Jedenfalls war die Situation dann so, dass die GmBH sowieso nicht mehr zu retten war und wie wir mittlerweile wissen, der Verein mit mehreren 100k Schulden quasi mit 1 ¾ Füßen schon über der Kippe war, in die Insolvenz geschickt zu werden. Wie gesagt, das war Anfang des Sommers, da könnte man bis dahin wohl Bücher füllen an Überlegungen. Eine Frage wäre zB, warum man es seit der Wiederauferstehung des Wackers in 20 Jahren nicht geschafft hat, solide wirtschaftliche und sportliche Strukturen zu etablieren. Aber lassen wir das mal.
Was vielleicht zu Vergangenheit zu diskutieren ist, ist folgender Punkt. Diejenigen, wie ich, die für den Weg des Investors gestimmt haben, tragen letztendlich Mitschuld an der aktuellen Situation. Ich habe mich jetzt nie tiefer mit Ethik befasst, aber heißt das nicht, das man als „Schuldiger“ auch Verantwortung hat, seine Fehler wieder gut zu machen? Heißt, erhöhte Bereitschaft Geld in den Verein zu investieren, ehrenamtliches Engagement etc. Sicher, man kann Angesicht der derzeitigen Lage mit Recht behaupten, es geht nur um Fußball, aber de facto hängen wir und viele andere immer noch emotional an diesem Verein. Und es liegt an uns allen jetzt wieder Kredit für den Verein aufzubauen.
Nach dieser etwas langen Hinführung jetzt zum Kernproblem, das derzeit diskutiert wird. Als erstes möchte ich festhalten, dass ich die derzeitigen Schulden rund um den Verein nicht kenne. Ich weiß also nicht, wieviel wir noch abbauen müssen, um wieder gesund zu sein. Was ich auch nicht weiß, ist inwiefern Rauch mit Ponomarew verstrickt ist und wenn es solche Verstrickungen gibt, was Ponomarew eigentlich will.

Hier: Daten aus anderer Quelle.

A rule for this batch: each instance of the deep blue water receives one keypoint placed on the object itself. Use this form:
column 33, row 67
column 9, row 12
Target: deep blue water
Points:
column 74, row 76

Um auf den Punkt zu kommen. Als Rauch von Radi übernahm gab es grundsätzlich drei Möglichkeiten. Ich rede jetzt von allgemeinen Möglichkeiten, da durch die Kernmitgliedschaft der Weg sowieso schon entschieden war.
1) Komplette Auflösung des Vereins ohne Neustart. Dass es Wacker gibt, ist eine kontingente Tatsache und diese können sich ändern. Was dafür spricht, ist, dass sich so mancher User wohl ein neues sinnstiftendes Hobby suchen hätte müssen. Diesbezüglich kann ich zB Philosophie und Mathematik empfehlen, wobei eine solide Basis in analytischer Philosophie und Mathematik nie schadet. Mit Mathematik werden einem zudem viele Disziplinen und deren Modelle zugänglich von Quantenphysik – basically linear Algebra – bis hin zu generellen Gleichgewichtsanalyse der neoklassischen Mikroökonomik. Auf der anderen Seite würde man dutzende Nachwuchsspieler*innen und etliche Akteure vor das Nichts stellen. Und seien wir uns ehrlich, ohne Wacker würde einfach was fehlen. Punkt aus. Uns wird’s immer geben, scheiß auf Geißler, Madl und Co.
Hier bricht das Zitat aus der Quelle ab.